Fitch wykazał w uzasadnieniu swojej decyzji, że zarządzanie polityką fiskalną uległo znacznemu pogorszeniu w ostatnich 20 latach. Takie ostrzeżenia miały miejsce już w 2011 roku ze strony S&P, a Moody’s również w maju zasugerowało, że mogłoby zdecydować się na taki ruch. Warto w tym miejscu wspomnieć, że polityka inwestycyjna niektórych funduszy pokazuje, że pieniądze mogą być lokowane jedynie w najbezpieczniejszy dług z ratingiem AAA. Zwykle wtedy jako komitety inwestycyjne zwracają uwagę na dominujący rating i z tej perspektywy mogłoby się wydawać, że decyzja Fitch jest kluczowa, bo teraz ratingiem dominującym dla USA jest nie AAA a AA+. Jednak jest pewien “problem”. Otóż obecnie rynek długu USA jest niemal 5-krotnie większy niż łączny rynek wszystkich innych rządowych emitentów mających rating AAA u wszystkich agencji i niemal 4-krotnie uwzględniając kraje z dominującym AAA. Gdzie zatem miałyby przenieść się pieniądze z amerykańskiego długu, gdyby zarządzający mechanicznie chcieli je przenieść? Jeśli nawet dług USA nie ma dla danej instytucji odrębnego statusu (co często ma miejsce), to łatwiej będzie zmienić zapisy, niż faktycznie odejść od amerykańskich obligacji. Swoją drogą sam ten fakt też oznacza, że dług rządów, które zachowały AAA może być szczególnie ceniony przez inwestorów (ponieważ jest go już tak mało).
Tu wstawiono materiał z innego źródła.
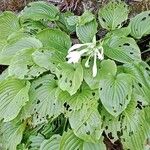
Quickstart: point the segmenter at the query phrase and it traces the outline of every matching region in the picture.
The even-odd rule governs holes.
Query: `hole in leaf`
[[[145,68],[147,71],[150,71],[150,69],[148,67]]]
[[[124,45],[124,46],[130,46],[130,44],[129,44],[129,43],[124,43],[123,45]]]
[[[108,130],[108,126],[106,126],[105,129]]]
[[[59,78],[60,78],[60,79],[62,78],[62,74],[60,74]]]
[[[110,139],[114,139],[114,137],[112,136],[112,132],[108,133],[108,137],[109,137]]]
[[[35,90],[37,90],[38,88],[40,88],[43,84],[40,83],[38,86],[35,87]]]
[[[139,85],[139,87],[141,87],[141,88],[142,88],[142,84],[141,84],[141,83],[138,83],[138,85]]]
[[[130,52],[130,54],[133,55],[134,53],[133,53],[133,52]]]
[[[84,122],[83,124],[84,124],[85,126],[87,126],[87,123],[86,123],[86,122]]]
[[[105,20],[104,18],[102,18],[102,20],[103,20],[104,22],[106,22],[106,20]]]
[[[38,99],[36,103],[39,104],[39,103],[40,103],[40,100]]]
[[[87,131],[86,134],[87,134],[87,135],[90,135],[90,131]]]
[[[146,20],[146,17],[143,17],[141,21],[144,21],[144,20]]]
[[[95,96],[95,92],[92,92],[92,95]]]

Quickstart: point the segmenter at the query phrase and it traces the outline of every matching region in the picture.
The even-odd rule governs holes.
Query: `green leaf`
[[[9,75],[19,79],[33,79],[45,72],[46,69],[39,67],[33,62],[32,54],[34,51],[35,49],[18,51],[8,67]]]
[[[80,64],[61,63],[58,66],[58,85],[63,91],[73,95],[80,88],[83,81],[83,68]]]
[[[67,53],[71,47],[70,37],[58,29],[45,29],[37,34],[44,47],[61,53]]]
[[[129,37],[112,36],[104,41],[104,53],[122,63],[141,60],[141,53],[135,40]]]
[[[58,95],[58,99],[66,104],[66,110],[69,110],[70,112],[80,110],[83,104],[88,103],[90,100],[97,100],[98,98],[98,92],[91,90],[86,84],[83,84],[81,89],[73,96],[70,96],[69,93],[64,91],[60,92]]]
[[[59,10],[52,4],[46,2],[32,2],[22,11],[21,17],[23,19],[32,20],[49,20],[54,21],[59,18]]]
[[[65,56],[62,53],[51,50],[37,50],[32,54],[33,61],[40,67],[50,70],[55,73],[59,63],[65,61]]]
[[[39,150],[41,143],[45,140],[44,136],[41,134],[38,134],[37,136],[31,135],[29,137],[29,141],[31,144],[29,145],[29,150]]]
[[[74,16],[71,12],[61,13],[57,25],[67,33],[75,32],[78,16]]]
[[[150,131],[150,125],[145,119],[144,110],[134,109],[132,106],[124,112],[122,129],[122,144],[125,149],[144,149]]]
[[[12,12],[0,14],[0,41],[6,40],[9,35],[20,29],[19,19]]]
[[[97,101],[88,101],[69,117],[74,134],[86,142],[97,142],[101,137],[102,122],[97,106]]]
[[[16,150],[17,145],[22,140],[24,130],[25,123],[4,123],[1,128],[3,150]]]
[[[59,150],[82,150],[83,141],[75,136],[72,130],[64,132]]]
[[[34,115],[35,124],[46,118],[56,118],[63,112],[63,107],[56,98],[59,88],[53,75],[45,75],[31,84],[31,104],[26,107]]]
[[[89,87],[94,90],[99,88],[99,81],[103,77],[105,77],[108,74],[115,75],[117,72],[117,66],[114,61],[108,59],[108,60],[103,60],[101,62],[98,69],[98,73],[96,77],[93,78],[91,69],[92,65],[90,65],[90,68],[85,68],[84,67],[84,80],[85,82],[89,85]],[[111,68],[111,70],[110,70]]]
[[[128,7],[124,2],[110,2],[99,10],[99,22],[107,30],[121,28],[128,19]]]
[[[147,101],[150,103],[150,70],[149,65],[145,62],[134,62],[132,64],[124,65],[125,72],[132,75],[135,79],[134,93],[137,95],[137,99]]]
[[[150,11],[136,15],[131,19],[129,26],[131,27],[131,35],[136,39],[150,34]]]
[[[33,37],[21,38],[16,42],[8,43],[0,52],[0,64],[9,65],[13,56],[23,49],[41,48],[42,43]]]
[[[83,150],[106,150],[106,146],[103,143],[102,138],[100,139],[100,142],[98,143],[83,143]]]
[[[127,109],[117,118],[106,112],[101,112],[105,133],[108,137],[123,144],[123,149],[143,150],[150,131],[150,126],[145,119],[143,107],[139,109],[135,97],[132,97]]]
[[[83,26],[95,19],[95,16],[88,10],[86,10],[82,16],[79,17],[78,25]]]
[[[105,109],[113,116],[120,115],[131,100],[132,79],[121,73],[116,77],[107,75],[100,80],[100,99]]]
[[[56,134],[42,142],[39,150],[60,150],[61,136]]]
[[[7,79],[0,82],[0,120],[13,120],[29,101],[30,83],[23,80]]]
[[[86,23],[85,25],[77,25],[76,33],[79,40],[82,43],[92,42],[93,37],[97,33],[97,26],[98,25],[95,19],[89,23]]]

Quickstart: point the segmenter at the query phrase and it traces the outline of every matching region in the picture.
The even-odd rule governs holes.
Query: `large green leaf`
[[[100,139],[98,143],[83,143],[83,150],[106,150],[106,146],[103,143],[103,139]]]
[[[3,150],[16,150],[21,142],[25,123],[7,122],[1,127]]]
[[[80,110],[85,103],[94,101],[99,98],[98,92],[91,90],[86,84],[77,91],[76,94],[70,96],[68,92],[60,92],[58,99],[64,103],[67,111]]]
[[[135,109],[130,105],[123,114],[122,143],[125,149],[143,150],[150,131],[150,125],[145,119],[144,110]]]
[[[46,71],[46,69],[39,67],[33,62],[32,54],[34,51],[35,49],[18,51],[11,60],[8,68],[9,75],[19,79],[33,79]]]
[[[80,64],[61,63],[58,66],[57,76],[59,87],[73,95],[83,81],[83,68]]]
[[[136,99],[132,97],[127,109],[117,118],[102,112],[105,133],[110,140],[121,140],[124,149],[143,150],[146,145],[150,126],[145,119],[144,110],[137,107]]]
[[[32,20],[58,20],[59,10],[52,4],[46,2],[32,2],[23,10],[21,17]]]
[[[71,47],[70,37],[58,29],[45,29],[37,34],[44,47],[67,53]]]
[[[60,135],[53,135],[50,139],[41,143],[40,150],[60,150],[60,140]]]
[[[62,53],[51,50],[37,50],[32,54],[33,61],[40,67],[50,70],[55,73],[59,63],[65,61],[65,56]]]
[[[110,2],[99,10],[99,21],[103,28],[114,30],[121,28],[128,19],[128,7],[124,2]]]
[[[102,133],[101,116],[97,101],[85,102],[80,110],[73,111],[69,122],[76,136],[87,142],[97,142]]]
[[[112,36],[104,41],[104,53],[109,58],[127,63],[141,60],[141,53],[135,40],[129,37]]]
[[[92,69],[92,64],[90,65],[90,68],[85,68],[84,67],[84,80],[85,82],[89,85],[89,87],[93,89],[98,89],[99,88],[99,81],[103,77],[105,77],[108,74],[115,75],[117,72],[117,66],[114,61],[108,59],[108,60],[103,60],[101,64],[97,64],[99,66],[98,68],[98,73],[95,78],[93,78],[91,69]],[[111,70],[110,70],[111,68]]]
[[[72,130],[64,132],[59,150],[82,150],[83,141],[75,136]]]
[[[134,93],[138,100],[150,103],[150,67],[144,62],[134,62],[124,65],[125,72],[135,79]]]
[[[96,20],[92,20],[84,25],[77,24],[76,26],[76,33],[79,40],[82,43],[89,43],[92,42],[93,37],[97,32],[97,22]]]
[[[19,29],[19,19],[14,13],[4,12],[0,15],[0,41],[6,40],[9,35]]]
[[[32,104],[26,107],[34,115],[35,124],[45,121],[46,118],[56,118],[63,112],[63,107],[56,98],[58,90],[53,75],[43,76],[32,83],[30,90]]]
[[[0,64],[9,65],[13,56],[23,49],[41,48],[42,43],[33,37],[21,38],[18,41],[8,43],[0,52]]]
[[[0,82],[0,120],[11,121],[29,101],[30,83],[23,80],[7,79]]]
[[[131,35],[136,39],[150,34],[150,11],[136,15],[131,19],[129,26],[131,27]]]
[[[100,99],[113,116],[121,114],[131,100],[132,79],[129,74],[107,75],[100,80]]]
[[[37,136],[31,135],[29,137],[29,141],[31,144],[29,145],[29,150],[39,150],[41,143],[45,140],[44,136],[41,134],[38,134]]]

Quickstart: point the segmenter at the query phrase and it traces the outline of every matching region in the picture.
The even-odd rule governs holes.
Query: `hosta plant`
[[[106,150],[104,137],[149,149],[150,67],[137,43],[150,11],[128,13],[116,1],[98,17],[45,2],[0,14],[2,150]]]

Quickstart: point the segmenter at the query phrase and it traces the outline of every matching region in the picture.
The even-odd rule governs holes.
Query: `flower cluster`
[[[96,41],[96,37],[94,36],[92,43],[85,44],[75,44],[68,50],[68,63],[78,63],[82,56],[88,56],[85,67],[89,68],[89,62],[91,57],[94,57],[93,63],[93,77],[97,75],[97,59],[104,59],[104,50],[102,47],[102,42]]]

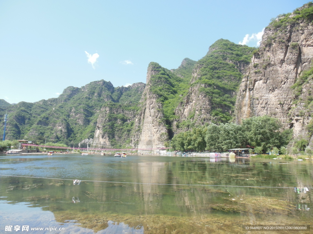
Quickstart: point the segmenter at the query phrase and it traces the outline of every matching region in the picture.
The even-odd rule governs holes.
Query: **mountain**
[[[265,28],[240,84],[238,123],[253,116],[276,118],[293,129],[293,143],[303,139],[313,145],[312,20],[311,2]]]
[[[5,108],[11,105],[11,104],[4,99],[0,99],[0,108]]]
[[[57,98],[3,104],[0,118],[8,111],[9,139],[155,152],[195,127],[267,115],[293,130],[290,147],[313,146],[312,24],[309,2],[273,20],[258,48],[220,39],[177,69],[150,63],[146,84],[70,86]]]
[[[93,138],[96,129],[103,126],[97,125],[101,110],[113,108],[115,105],[136,109],[141,96],[140,87],[144,86],[143,83],[138,83],[115,88],[110,82],[102,80],[81,88],[68,87],[57,98],[33,103],[21,102],[0,110],[1,115],[8,111],[6,138],[44,142],[46,139],[47,141],[78,147],[83,140]],[[110,117],[114,119],[116,117]],[[120,120],[120,117],[117,116],[116,121]],[[130,120],[126,118],[123,121]],[[113,136],[118,131],[114,126],[107,128]]]

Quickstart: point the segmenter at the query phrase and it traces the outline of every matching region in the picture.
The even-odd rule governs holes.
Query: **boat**
[[[116,152],[115,153],[115,154],[114,154],[115,157],[122,157],[122,154],[118,152]]]
[[[250,158],[249,148],[244,149],[231,149],[228,150],[229,155],[232,157],[232,154],[234,154],[235,158]]]

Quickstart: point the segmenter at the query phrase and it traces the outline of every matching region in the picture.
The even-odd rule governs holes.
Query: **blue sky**
[[[308,2],[2,0],[0,99],[34,102],[102,79],[145,83],[150,62],[177,68],[221,38],[256,46],[271,18]]]

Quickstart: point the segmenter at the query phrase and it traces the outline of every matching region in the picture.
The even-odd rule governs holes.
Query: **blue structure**
[[[4,140],[5,139],[5,128],[7,126],[7,120],[8,119],[8,111],[7,111],[7,114],[4,115],[4,131],[3,132],[3,139],[2,140]]]

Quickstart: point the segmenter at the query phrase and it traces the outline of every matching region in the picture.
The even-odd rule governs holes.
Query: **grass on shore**
[[[305,160],[305,158],[310,158],[310,157],[307,155],[299,155],[299,156],[297,156],[294,157],[292,156],[288,155],[269,155],[269,154],[256,154],[253,156],[251,156],[251,158],[267,158],[268,159],[272,159],[275,158],[281,158],[282,159],[289,159],[290,160],[293,160],[294,159],[303,159],[303,160]]]

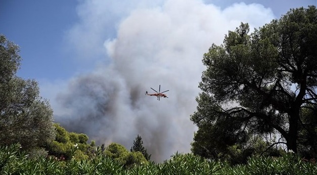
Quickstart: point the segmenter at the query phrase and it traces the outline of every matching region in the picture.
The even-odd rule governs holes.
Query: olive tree
[[[16,75],[19,47],[0,34],[0,145],[43,147],[54,139],[53,110],[39,96],[37,82]]]

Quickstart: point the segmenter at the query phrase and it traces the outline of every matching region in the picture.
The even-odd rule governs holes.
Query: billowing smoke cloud
[[[106,15],[111,6],[103,7],[101,2],[96,12]],[[116,37],[106,38],[100,46],[92,41],[97,52],[103,48],[107,55],[103,59],[110,63],[73,78],[68,90],[58,95],[60,106],[54,110],[57,122],[69,130],[86,134],[98,144],[114,142],[129,149],[140,134],[152,157],[161,161],[177,151],[190,151],[196,130],[190,115],[197,107],[203,54],[212,43],[220,44],[241,22],[249,22],[252,28],[274,16],[255,4],[221,10],[198,0],[170,0],[145,6],[135,7],[117,22]],[[106,25],[89,20],[96,17],[94,9],[84,9],[89,11],[75,26],[78,38],[89,31],[107,32]],[[97,28],[81,32],[88,22]],[[83,43],[79,48],[88,43],[83,39],[76,42]],[[89,55],[94,51],[89,48],[82,52]],[[159,101],[145,95],[146,91],[154,92],[150,88],[158,90],[160,84],[161,91],[169,90],[169,98]]]

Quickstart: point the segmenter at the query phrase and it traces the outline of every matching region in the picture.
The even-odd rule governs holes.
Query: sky
[[[56,122],[98,144],[152,158],[190,152],[204,53],[241,22],[251,31],[316,0],[0,2],[0,33],[20,48],[18,76],[35,79]],[[166,93],[159,101],[145,95]]]

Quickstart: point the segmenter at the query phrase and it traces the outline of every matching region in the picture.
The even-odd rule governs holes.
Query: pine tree
[[[143,146],[142,138],[139,135],[138,135],[135,140],[133,141],[133,146],[131,147],[130,151],[131,152],[139,151],[141,152],[147,160],[150,160],[151,158],[151,155],[148,153],[147,150]]]

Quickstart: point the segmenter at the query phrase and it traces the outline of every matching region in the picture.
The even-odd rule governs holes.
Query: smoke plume
[[[102,33],[110,30],[105,24],[109,19],[103,21],[102,16],[108,19],[111,14],[111,6],[103,7],[104,2],[81,5],[79,9],[84,9],[87,16],[76,25],[75,34],[70,33],[78,36],[71,38],[82,39],[72,42],[79,54],[104,52],[107,63],[70,81],[57,97],[56,121],[68,130],[87,134],[98,144],[113,142],[128,149],[139,134],[156,161],[177,151],[189,152],[196,130],[190,116],[197,107],[204,53],[212,43],[221,43],[241,22],[249,22],[251,28],[269,22],[271,11],[258,5],[239,4],[221,10],[200,1],[166,1],[126,8],[129,13],[111,22],[116,24],[116,36],[110,37]],[[94,12],[101,21],[96,20]],[[89,45],[81,37],[87,33],[94,35],[89,39],[98,38],[96,33],[105,39],[102,43],[99,38],[89,40],[94,47],[81,50]],[[159,101],[145,95],[147,91],[154,93],[150,88],[158,91],[160,84],[161,92],[169,90],[168,98]]]

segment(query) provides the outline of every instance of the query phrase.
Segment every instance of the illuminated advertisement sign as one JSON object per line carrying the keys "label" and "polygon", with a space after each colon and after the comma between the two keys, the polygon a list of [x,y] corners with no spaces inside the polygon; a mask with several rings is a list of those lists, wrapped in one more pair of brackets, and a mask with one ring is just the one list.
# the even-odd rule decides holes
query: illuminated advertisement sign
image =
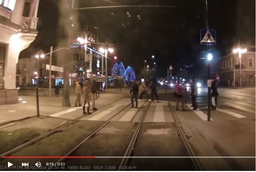
{"label": "illuminated advertisement sign", "polygon": [[69,74],[69,77],[77,77],[77,73],[70,73]]}
{"label": "illuminated advertisement sign", "polygon": [[97,61],[97,67],[100,67],[100,61],[99,60]]}

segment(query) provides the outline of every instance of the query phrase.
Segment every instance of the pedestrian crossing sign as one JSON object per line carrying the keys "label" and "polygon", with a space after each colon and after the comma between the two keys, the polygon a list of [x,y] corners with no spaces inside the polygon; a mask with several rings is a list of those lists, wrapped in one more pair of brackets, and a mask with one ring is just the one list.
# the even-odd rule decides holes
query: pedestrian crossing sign
{"label": "pedestrian crossing sign", "polygon": [[215,45],[216,32],[215,30],[201,29],[200,30],[201,44]]}

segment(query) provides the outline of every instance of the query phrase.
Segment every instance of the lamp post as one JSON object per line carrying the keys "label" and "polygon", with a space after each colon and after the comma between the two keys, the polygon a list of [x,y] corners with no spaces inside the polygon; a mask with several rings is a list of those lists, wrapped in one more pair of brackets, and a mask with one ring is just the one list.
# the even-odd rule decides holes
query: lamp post
{"label": "lamp post", "polygon": [[108,63],[107,61],[107,59],[108,59],[108,52],[109,51],[110,53],[113,53],[114,52],[114,49],[113,49],[113,48],[109,48],[107,49],[105,48],[103,48],[103,47],[101,47],[100,48],[100,52],[101,52],[101,53],[104,53],[104,52],[105,53],[105,66],[106,67],[105,67],[106,68],[106,72],[105,72],[105,75],[106,75],[106,88],[107,89],[108,88]]}
{"label": "lamp post", "polygon": [[240,45],[240,41],[237,46],[234,46],[233,47],[233,53],[238,53],[238,57],[239,58],[239,72],[240,72],[240,86],[242,87],[242,63],[241,58],[242,54],[243,53],[246,53],[247,52],[247,49],[245,48],[244,45]]}
{"label": "lamp post", "polygon": [[146,82],[146,60],[144,61],[144,85],[147,85],[147,84]]}
{"label": "lamp post", "polygon": [[84,56],[83,63],[83,66],[84,65],[85,68],[84,71],[85,71],[85,78],[87,77],[87,70],[86,69],[87,65],[87,63],[89,61],[88,59],[86,59],[86,51],[87,49],[87,45],[90,43],[94,43],[95,42],[95,36],[90,31],[88,32],[88,26],[86,26],[86,31],[83,32],[83,34],[80,37],[77,38],[77,41],[78,41],[81,44],[84,44]]}
{"label": "lamp post", "polygon": [[207,120],[210,121],[211,120],[211,68],[210,62],[212,59],[212,55],[209,53],[207,55],[207,59],[208,63],[208,109],[207,111]]}
{"label": "lamp post", "polygon": [[39,58],[43,58],[45,57],[45,55],[44,54],[36,54],[35,56],[35,57],[36,57],[36,58],[37,59],[37,67],[36,67],[36,76],[37,77],[37,86],[39,85],[38,83],[38,78],[39,77],[39,75],[38,74],[38,72],[39,72],[39,70],[38,70],[38,68],[39,67]]}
Jakie zatem znaczenie ma decyzja Fitch?
Imperia upadają powoli. Decyzja Fitch może nie wywołać obecnie wielkich rynkowych ruchów, a nawet te, które widzimy są efektem zaskakującego momentu, w którym się pojawiła, a nie uzasadnienia, które za nią stoją. Jest jednak pewnego rodzaju pieczęcią braku akceptacji dla polityki gospodarczej USA. Czy Waszyngton będzie mieć od razu problem z finansowaniem deficytu? Absolutnie nie. Czy dolar straci przez Fitch status pieniądza rezerwowego. Z pewnością nie nastąpi to jeszcze przez wiele lat. Decyzję należy postrzegać jako sygnał alarmowy, że przy braku zmian hegemonia finansowa USA będzie podupadać. Tak może być nawet przy zdrowej polityce gospodarczej wobec rosnącej konkurencji ze strony Azji. Natomiast Fitch wskazuje na zagrożenia, które przekazanie pałeczki lidera mogą przyspieszyć. Tak naszym zdaniem należy tę decyzję postrzegać.